Later on, I got  Bronica, as close as I would come to the mighty Hasselblad.
My calling was now clear. I was the second coming of Weston, and would assume my place in photographic history. Call me a megalomaniac. I was one. But it drove me. No longer a radio rocker, I spent long nights in the darkroom. The first task was to gain control of the medium. I found teachers in books. Ansel Adams’ classic series showed me the Zone System, but Minor White’s compact yellow paperback taught it to me. In a series of simple experiments, I calibrated my system from exposure meter, its dial marked with the nine shaded zones, through time/temperature development to a final print on the enlarger using “machine settings,” not the old test strip or guesstimate. The method was a revelation which I have since applied in other ways. Test and calibrate. 


Minor White, through his book, was truly my first artist teacher in photography. Bob Duncan was all practical experience, no theory at all. Minor, Ansel, Edward, soon joined by Steiglitz, Strand, Cartier-Bresson, Atget, Abbott and more, became my teachers and led me further down the path of photography. I made pilgrimages to the print room MOMA, reverently handling original platinum prints touched by Weston’s hands.




Don Hinckley was an affable, no-nonsense workman who faithfully shot all the accidents, basketball games, meetings, groups, and grip-and-grins that comprise the meat in a small town lensman’s loaf. He was no creative artist, but a dedicated man making a living. I, a snotty little college kid, married though I was, mocked Don’s conventional style and lack of creativity. 
Years later, when I wore the business suit and did no more art photography, I ran into Don. When I told him I’d moved into selling printing, he said, “Never abandon your eye!” Humbling though it was to be creatively challenged from such a source, I still waited twenty more years before I came finally back to my eye.




Tom Cornell reminded me that I couldn’t go on being the bright young man forever. I had to zero in on something. Press clippings were not enough. Then he left on sabbatical and Don Lent took over my case. He was a young prof then and later became head of the Bates Art Dept. A friendly, cheery man with a formalistic, high-minded attitude to his semi-abstract art, Don was a regular guy who got tipsy with us at parties. He let me have the freedom I needed.

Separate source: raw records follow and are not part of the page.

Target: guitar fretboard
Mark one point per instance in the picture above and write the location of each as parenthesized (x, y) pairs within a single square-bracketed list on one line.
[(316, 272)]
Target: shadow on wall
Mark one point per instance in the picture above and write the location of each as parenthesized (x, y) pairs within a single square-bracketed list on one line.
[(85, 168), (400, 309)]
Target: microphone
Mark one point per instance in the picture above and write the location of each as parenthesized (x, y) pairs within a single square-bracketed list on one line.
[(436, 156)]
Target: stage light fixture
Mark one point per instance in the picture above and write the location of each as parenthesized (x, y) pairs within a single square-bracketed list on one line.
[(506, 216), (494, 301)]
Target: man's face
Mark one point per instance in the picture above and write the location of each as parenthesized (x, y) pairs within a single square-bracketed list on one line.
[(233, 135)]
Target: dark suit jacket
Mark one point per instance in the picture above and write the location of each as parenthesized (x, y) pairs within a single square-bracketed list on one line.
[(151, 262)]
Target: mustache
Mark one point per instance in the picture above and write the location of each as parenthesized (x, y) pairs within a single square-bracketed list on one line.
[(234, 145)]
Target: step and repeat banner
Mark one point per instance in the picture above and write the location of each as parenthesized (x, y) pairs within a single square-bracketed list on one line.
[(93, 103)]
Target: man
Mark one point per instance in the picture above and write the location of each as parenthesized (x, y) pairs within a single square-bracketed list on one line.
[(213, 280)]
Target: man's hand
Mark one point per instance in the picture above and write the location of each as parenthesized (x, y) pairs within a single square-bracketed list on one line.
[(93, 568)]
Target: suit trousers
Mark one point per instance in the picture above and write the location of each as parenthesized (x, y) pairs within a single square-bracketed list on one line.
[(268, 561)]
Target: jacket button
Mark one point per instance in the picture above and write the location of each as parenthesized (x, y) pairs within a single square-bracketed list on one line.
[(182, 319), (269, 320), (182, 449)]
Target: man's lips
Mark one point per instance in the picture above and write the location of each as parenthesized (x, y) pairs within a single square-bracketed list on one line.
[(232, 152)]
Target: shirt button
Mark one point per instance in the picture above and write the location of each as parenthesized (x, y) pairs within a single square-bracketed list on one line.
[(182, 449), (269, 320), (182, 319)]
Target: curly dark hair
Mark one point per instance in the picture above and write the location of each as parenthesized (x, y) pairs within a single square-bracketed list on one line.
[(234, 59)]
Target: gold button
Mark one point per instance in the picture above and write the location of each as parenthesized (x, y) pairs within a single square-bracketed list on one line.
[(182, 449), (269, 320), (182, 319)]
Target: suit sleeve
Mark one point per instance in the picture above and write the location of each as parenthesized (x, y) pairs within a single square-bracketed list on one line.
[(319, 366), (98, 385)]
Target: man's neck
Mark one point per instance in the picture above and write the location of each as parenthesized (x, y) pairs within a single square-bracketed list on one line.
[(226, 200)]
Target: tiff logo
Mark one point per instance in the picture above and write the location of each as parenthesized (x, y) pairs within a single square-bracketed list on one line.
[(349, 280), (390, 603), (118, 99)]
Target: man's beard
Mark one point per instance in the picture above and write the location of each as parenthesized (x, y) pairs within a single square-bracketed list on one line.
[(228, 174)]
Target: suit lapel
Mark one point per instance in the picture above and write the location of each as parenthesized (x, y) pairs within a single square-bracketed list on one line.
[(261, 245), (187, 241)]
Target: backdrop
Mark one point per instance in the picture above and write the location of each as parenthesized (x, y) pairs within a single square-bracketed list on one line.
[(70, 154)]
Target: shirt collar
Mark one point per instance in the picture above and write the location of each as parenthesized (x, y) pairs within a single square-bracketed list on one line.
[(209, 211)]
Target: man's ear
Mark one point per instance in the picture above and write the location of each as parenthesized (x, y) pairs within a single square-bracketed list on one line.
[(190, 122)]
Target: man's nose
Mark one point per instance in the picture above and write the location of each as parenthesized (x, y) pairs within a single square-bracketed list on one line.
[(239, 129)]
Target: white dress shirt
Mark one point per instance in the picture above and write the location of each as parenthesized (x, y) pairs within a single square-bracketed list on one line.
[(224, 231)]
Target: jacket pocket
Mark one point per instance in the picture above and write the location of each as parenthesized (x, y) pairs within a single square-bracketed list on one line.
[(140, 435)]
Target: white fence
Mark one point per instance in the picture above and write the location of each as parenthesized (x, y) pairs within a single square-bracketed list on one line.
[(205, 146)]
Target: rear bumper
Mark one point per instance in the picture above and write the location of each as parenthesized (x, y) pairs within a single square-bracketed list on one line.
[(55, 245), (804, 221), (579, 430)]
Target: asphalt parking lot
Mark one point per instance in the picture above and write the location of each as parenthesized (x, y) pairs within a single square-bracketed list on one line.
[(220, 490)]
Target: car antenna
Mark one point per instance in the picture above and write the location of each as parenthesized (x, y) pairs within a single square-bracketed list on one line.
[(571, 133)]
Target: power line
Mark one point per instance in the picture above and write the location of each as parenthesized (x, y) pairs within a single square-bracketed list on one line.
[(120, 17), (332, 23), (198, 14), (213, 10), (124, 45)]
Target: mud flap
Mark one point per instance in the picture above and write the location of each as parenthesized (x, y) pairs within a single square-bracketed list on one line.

The Adams basement was increasingly inadequate for the growing photographic interest on campus. Tom Brown was right next to me with the latest cameras and tips. He did well enough until the night he put six rolls into the fix instead of the developer, creating perfectly clear film. Those are the learning moments. Tom was my closest campus buddy, whose Greenwich, Connecticut mansion I visited a couple of times, He had wealth, but it just made him a bigger target in the divorce wars of the 70s and 80s.

Tom helped make alumni contacts who funded the construction of a darkroom on the second floor of the Union, next to the radio station. It was a beautiful space, with custom sinks and the latest equipment, a monument to the revival of photography at Bowdoin, in which I played a role along with John McKee, a French professor whose environmental exhibit, “As Maine Goes” was getting worldwide acclaim. When I came to Bowdoin, there was no darkroom, no club, nothing. Now there was a shiny new darkroom at the center of campus which I had helped create. I never used the place, joke-named "The Dave Wilkinson Memorial Darkroom."